Background: To date, the majority of protein-based radiopharmaceuticals have been radiolabelled using non-site-specific conjugation methods, with little or no control to ensure retained protein function post-labelling. The incorporation of a hexahistidine sequence (His-tag) in a recombinant protein can be used to site-specifically radiolabel with 99mTc-tricarbonyl ([99mTc(CO)3]+). This chemistry has been made accessible via a technetium tricarbonyl kit; however, reports of radiolabelling efficiencies and specific activities have varied greatly from one protein to another. Here, we aim to optimise the technetium tricarbonyl radiolabelling method to produce consistently >95% radiolabelling efficiencies with high specific activities suitable for in vivo imaging.
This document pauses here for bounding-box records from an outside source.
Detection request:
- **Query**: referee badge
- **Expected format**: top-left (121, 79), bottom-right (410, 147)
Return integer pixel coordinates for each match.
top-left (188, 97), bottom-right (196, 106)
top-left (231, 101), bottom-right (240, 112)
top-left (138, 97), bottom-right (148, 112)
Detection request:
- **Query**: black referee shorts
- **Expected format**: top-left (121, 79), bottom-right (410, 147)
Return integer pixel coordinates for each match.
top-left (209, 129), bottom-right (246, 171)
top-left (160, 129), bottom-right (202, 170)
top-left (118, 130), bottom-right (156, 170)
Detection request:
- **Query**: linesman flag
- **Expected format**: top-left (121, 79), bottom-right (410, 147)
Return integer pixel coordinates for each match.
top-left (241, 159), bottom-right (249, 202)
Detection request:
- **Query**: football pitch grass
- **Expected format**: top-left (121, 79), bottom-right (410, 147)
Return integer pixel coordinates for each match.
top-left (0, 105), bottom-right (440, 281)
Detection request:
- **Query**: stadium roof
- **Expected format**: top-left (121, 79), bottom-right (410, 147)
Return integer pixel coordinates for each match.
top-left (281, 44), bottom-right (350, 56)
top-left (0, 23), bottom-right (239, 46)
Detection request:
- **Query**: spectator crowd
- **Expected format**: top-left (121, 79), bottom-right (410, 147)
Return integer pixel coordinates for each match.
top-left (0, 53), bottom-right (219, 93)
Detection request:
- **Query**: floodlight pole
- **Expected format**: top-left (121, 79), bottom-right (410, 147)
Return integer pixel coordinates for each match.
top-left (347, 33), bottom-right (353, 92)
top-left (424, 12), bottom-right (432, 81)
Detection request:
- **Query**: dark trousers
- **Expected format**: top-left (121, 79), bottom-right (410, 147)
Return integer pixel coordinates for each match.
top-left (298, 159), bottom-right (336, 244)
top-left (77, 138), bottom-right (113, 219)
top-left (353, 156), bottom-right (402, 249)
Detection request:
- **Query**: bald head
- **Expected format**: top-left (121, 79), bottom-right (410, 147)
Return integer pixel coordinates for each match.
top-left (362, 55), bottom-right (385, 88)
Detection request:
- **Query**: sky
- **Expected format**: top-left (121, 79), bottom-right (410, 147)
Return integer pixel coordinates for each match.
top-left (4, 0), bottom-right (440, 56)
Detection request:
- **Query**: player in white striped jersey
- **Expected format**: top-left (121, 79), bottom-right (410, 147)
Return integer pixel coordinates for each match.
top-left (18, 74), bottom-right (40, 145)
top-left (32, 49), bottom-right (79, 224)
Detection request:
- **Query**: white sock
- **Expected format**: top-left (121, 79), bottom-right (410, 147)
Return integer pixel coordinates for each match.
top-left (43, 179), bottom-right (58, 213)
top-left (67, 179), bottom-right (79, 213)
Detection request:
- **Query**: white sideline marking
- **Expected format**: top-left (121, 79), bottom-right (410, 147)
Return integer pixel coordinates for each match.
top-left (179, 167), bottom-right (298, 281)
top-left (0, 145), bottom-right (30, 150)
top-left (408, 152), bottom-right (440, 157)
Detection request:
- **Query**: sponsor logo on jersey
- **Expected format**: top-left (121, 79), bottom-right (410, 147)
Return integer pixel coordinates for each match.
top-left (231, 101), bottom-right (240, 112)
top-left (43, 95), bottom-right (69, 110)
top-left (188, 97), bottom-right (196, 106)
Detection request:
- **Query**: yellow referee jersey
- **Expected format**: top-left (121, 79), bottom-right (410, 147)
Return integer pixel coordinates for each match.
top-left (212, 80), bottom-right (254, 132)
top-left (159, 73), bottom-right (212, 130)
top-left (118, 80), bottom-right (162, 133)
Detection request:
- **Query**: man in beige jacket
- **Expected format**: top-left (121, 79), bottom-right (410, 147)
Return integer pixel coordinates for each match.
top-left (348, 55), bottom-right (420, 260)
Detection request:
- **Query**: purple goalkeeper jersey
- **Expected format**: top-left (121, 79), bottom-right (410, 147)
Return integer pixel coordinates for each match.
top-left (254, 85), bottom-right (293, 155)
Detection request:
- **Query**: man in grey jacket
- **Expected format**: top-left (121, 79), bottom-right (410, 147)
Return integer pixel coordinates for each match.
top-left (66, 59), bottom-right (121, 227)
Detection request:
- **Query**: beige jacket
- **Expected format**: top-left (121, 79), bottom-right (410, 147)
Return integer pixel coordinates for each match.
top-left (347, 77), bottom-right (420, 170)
Methods: Four different recombinant His-tagged proteins (recombinant complement receptor 2 (rCR2) and three single chain antibodies, α-CD33 scFv, α-VCAM-1 scFv and α-PSMA scFv), were used to study the effect of kit volume, ionic strength, pH and temperature on radiolabelling of four proteins.
Results: We used 260 and 350 μL [99mTc(CO)3]+ kits enabling us to radiolabel at higher [99mTc(CO)3]+ and protein concentrations in a smaller volume and thus increase the rate at which maximum labelling efficiency and specific activity were reached. We also demonstrated that increasing the ionic strength of the reaction medium by increasing [Na+] from 0.25 to 0.63 M significantly increases the rate at which all four proteins reach a >95% labelling efficiency by at least fourfold, as compared to the conventional IsoLink® kit (Covidien, Petten, The Netherlands) and 0.25 M [Na+].
Conclusion: We have found optimised kit and protein radiolabelling conditions suitable for the reproducible, fast, efficient radiolabelling of proteins without the need for post-labelling purification.